L.A. Streetsblog 2012 End of Year Fundraising Letter
(If you already know you want to donate to help support L.A. Streetsblog, you can skip the pitch. Click here to go to our donation page. Don't forget to select "Los Angeles")
Friends,
If you’re on this mailing list, you’ve doubtless been inundated with fundraising requests over the past several weeks. If you’re tapped out, or just tired out, read on anyway. You’re either a Streetsblog reader or supporter, and you deserve to know what a great year we had in 2012, even if we can’t talk you into a donation today. The ask for cash is all the way at the end of the message. I’ll give you warning before we get there.
Los Angeles Streetsblog is a unique hybrid organization, both media outlet and advocacy organization. However, no matter how you view our work, 2012 has been a banner year.
As a publication, we’ve bucked the media trend towards shrinking staff and have dramatically expanded our coverage. In 2008-2011, L.A. Streetsblog had one paid writer who did his best to cover the entire county. In 2012, we added “bureaus” in Boyle Heights, Long Beach and South Los Angeles and a columnist in Santa Monica. As a result, our readership boomed, nearly doubling last year, and our reach expanded beyond City Hall and Metro headquarters into the community.
And it’s been in the community where we’ve had our biggest impact. After all, it was not the groundbreaking 45 minute interview with Mayor Antonio Villaraigosa that attracted the largest readership and buzz on social media, but Kris Fortin’s profile of the Ovarian Psycos Bicycle Brigade. A Boyle Heights based all-female bicycling group that is redefining what advocacy means on the Eastside. And it wasn’t a lobbying effort in City Hall that got the Department of Planning to admit it needed new strategies to reach into South Los Angeles to draw people to meetings, but the reporting of Sahra Sulaiman. Incidentally, Sulaiman is teaming with bicycle organizations in South L.A. and Watts to lead the planners on a bike ride on December 8th.
These are just some of the successes that our new community based reporting have won over the past year.

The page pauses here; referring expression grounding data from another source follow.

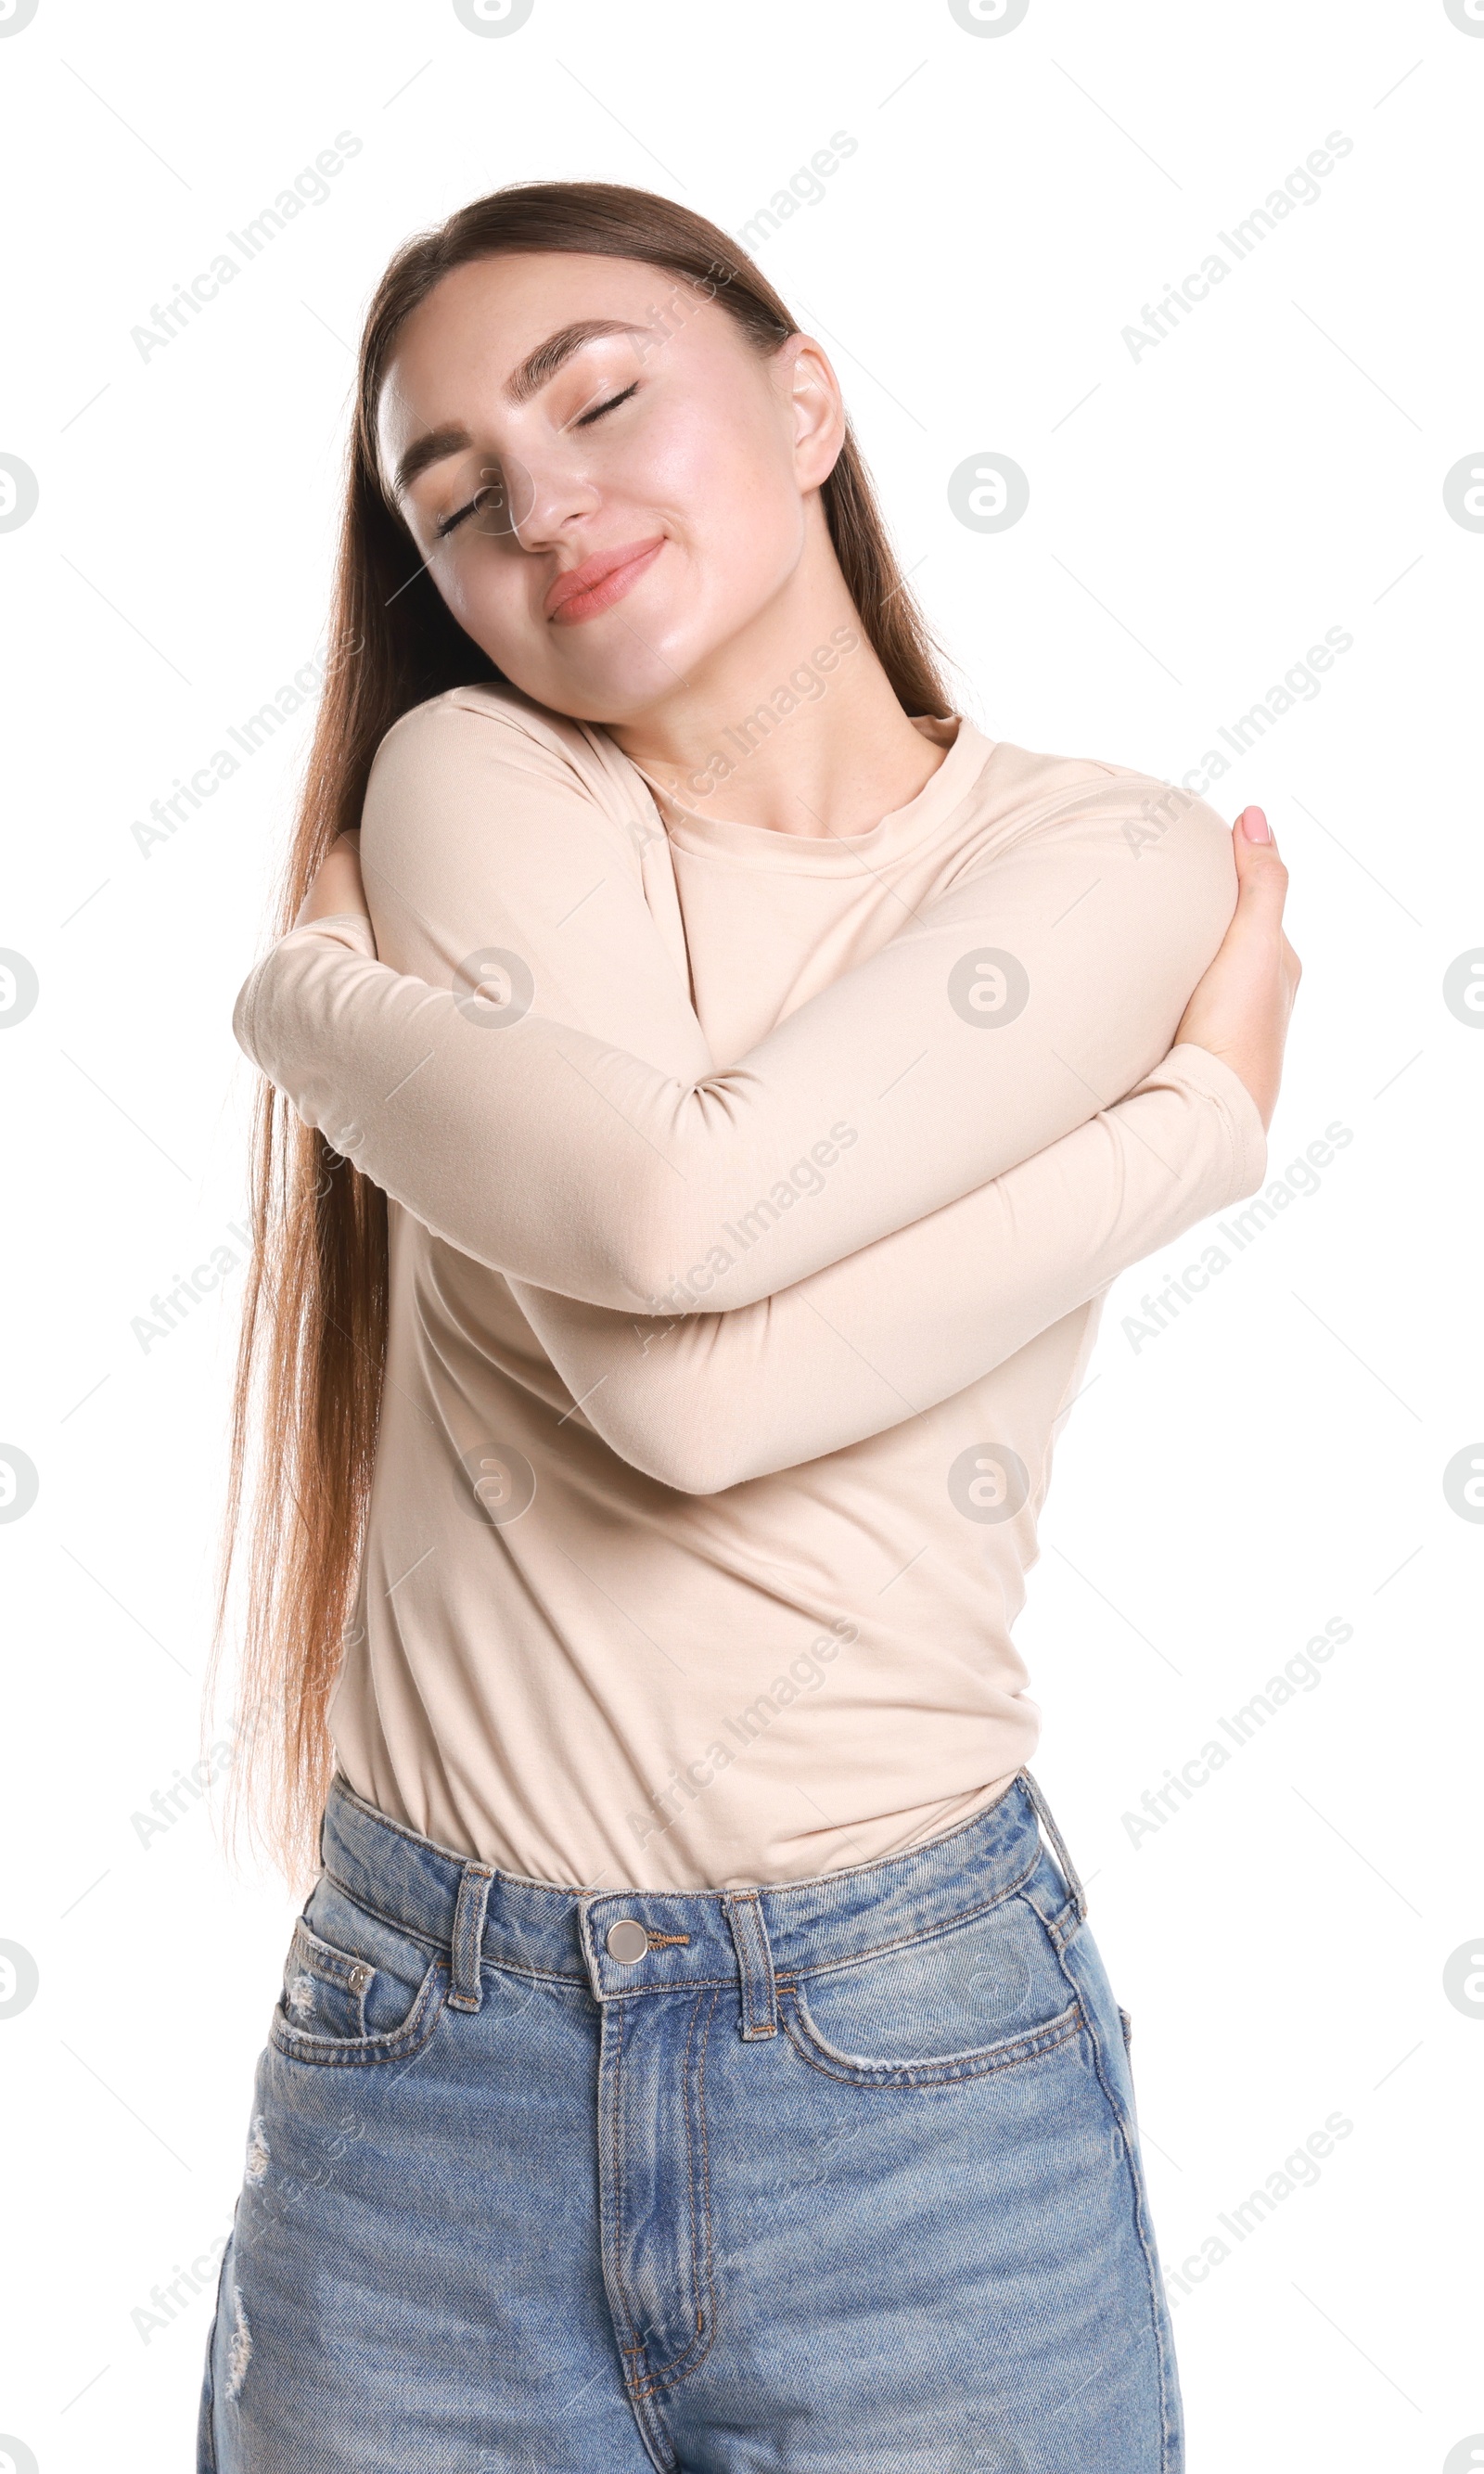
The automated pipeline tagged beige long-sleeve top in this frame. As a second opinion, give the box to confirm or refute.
[234,682,1266,1891]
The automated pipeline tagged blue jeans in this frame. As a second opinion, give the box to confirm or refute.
[199,1770,1183,2471]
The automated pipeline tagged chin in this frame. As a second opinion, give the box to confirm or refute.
[545,675,683,727]
[532,629,709,726]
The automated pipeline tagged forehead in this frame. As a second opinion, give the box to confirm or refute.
[376,250,733,455]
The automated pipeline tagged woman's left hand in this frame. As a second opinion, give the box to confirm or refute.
[1172,806,1298,1131]
[294,830,369,929]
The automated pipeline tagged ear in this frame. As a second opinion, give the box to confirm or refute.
[784,335,846,492]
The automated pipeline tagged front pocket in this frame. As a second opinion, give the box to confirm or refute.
[780,1980,1084,2090]
[778,1886,1084,2091]
[269,1880,448,2070]
[280,1919,372,2041]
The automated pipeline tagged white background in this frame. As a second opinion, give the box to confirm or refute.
[2,0,1481,2466]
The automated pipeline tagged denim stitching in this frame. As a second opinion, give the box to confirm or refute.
[197,2237,229,2471]
[1040,1897,1081,1955]
[696,1984,718,2343]
[773,1844,1043,1984]
[321,1863,589,1987]
[1020,1784,1180,2461]
[632,1993,710,2392]
[326,1767,1032,1902]
[606,2018,683,2470]
[679,1986,711,2360]
[632,1986,720,2403]
[778,1986,1084,2089]
[595,1845,1044,2010]
[1019,1766,1089,1921]
[1018,1863,1084,1954]
[327,1771,653,1898]
[1043,1929,1181,2468]
[325,1775,476,1860]
[319,1867,447,1952]
[723,1891,778,2039]
[605,1989,646,2364]
[629,2377,680,2474]
[447,1863,495,2014]
[268,1956,447,2070]
[752,1773,1029,1901]
[290,1918,371,1990]
[323,1782,1041,1991]
[288,1921,371,2033]
[646,1984,723,2402]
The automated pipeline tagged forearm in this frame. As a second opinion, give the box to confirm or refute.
[237,822,1238,1314]
[508,1042,1266,1492]
[236,691,1243,1310]
[237,917,864,1309]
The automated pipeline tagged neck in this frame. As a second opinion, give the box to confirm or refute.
[605,525,952,840]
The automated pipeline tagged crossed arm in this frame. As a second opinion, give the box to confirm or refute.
[236,691,1266,1489]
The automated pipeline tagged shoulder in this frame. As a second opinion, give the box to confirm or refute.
[961,735,1235,888]
[367,679,588,787]
[973,736,1227,842]
[357,683,662,906]
[366,681,648,821]
[940,736,1237,983]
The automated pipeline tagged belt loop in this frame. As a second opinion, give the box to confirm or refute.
[722,1891,777,2039]
[1019,1767,1089,1924]
[447,1862,495,2013]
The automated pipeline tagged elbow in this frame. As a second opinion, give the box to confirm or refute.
[618,1422,742,1498]
[660,1455,739,1499]
[580,1391,743,1496]
[232,962,267,1066]
[622,1408,793,1494]
[596,1221,736,1323]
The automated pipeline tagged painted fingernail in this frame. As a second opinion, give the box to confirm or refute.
[1240,806,1272,842]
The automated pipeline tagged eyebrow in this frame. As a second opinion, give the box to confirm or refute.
[505,316,649,407]
[390,318,650,501]
[392,425,472,500]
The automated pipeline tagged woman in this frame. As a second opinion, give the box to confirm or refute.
[205,182,1298,2472]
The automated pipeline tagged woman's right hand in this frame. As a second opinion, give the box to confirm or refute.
[1173,806,1301,1132]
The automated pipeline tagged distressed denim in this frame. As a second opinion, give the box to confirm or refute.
[199,1769,1182,2471]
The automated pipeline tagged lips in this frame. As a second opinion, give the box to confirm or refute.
[545,536,665,624]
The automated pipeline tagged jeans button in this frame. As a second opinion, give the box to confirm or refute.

But the next three months provide a unique opportunity to continue to advance the debate on Livable Streets issues. The Mayor’s Race and City Council race give us the chance to educate tomorrow’s political executive today. And the power of new media give us a chance to get their views and promises on record so we can remind them of what they said before they were elected. In addition to our regular work on Streetsblog and our commitment to expanding our community based reporting, the next three months will be spent covering the candidates and campaigns to insure that bicycling, pedestrian safety, transit, open space, public health and urban design are on the agenda.
Be aware, the ask for a donation is coming.
There are a couple of ways you can help us reach our goal of raising $10,000 before the end of the year.
The easiest way is to donate directly through the website by clicking here. If you direct your donation to “Los Angeles” it will automatically come directly to us. If you prefer PayPal, you can donate directly to damien@streetsblog.org. All donations are tax deductible. If you prefer to mail a check, email me and I’ll send you our mailing address.
Or, you can join us on December 8 at Orange 20 for ARTCRANK, a bike themed art and poster sale that benefits L.A. Streetsblog. You can read all about the event, here. We’re also looking for some volunteers to help at ARTCRANK. Please email me if you are interested.
Or, you can join us at the L.A. Eco-Village for our “good bye and congratulations” party for Joe Linton. Yes, the advocacy legend and L.A. Streetsblog editorial board chair is in love and moving to New Jersey. He says he’ll be back, but just in case don’t you want the chance to say goodbye? You can get more details, here.
In closing, let me thank you. Regardless of whether or not you can help us with a donation today, if you’re on this mailing list it means two things. First, you’ve already donated at one point to help us. Thank you. Second, it means you’re someone who cares about Los Angeles, cares about its health, cares about our safety. I can think of no group of people whose support means more to us.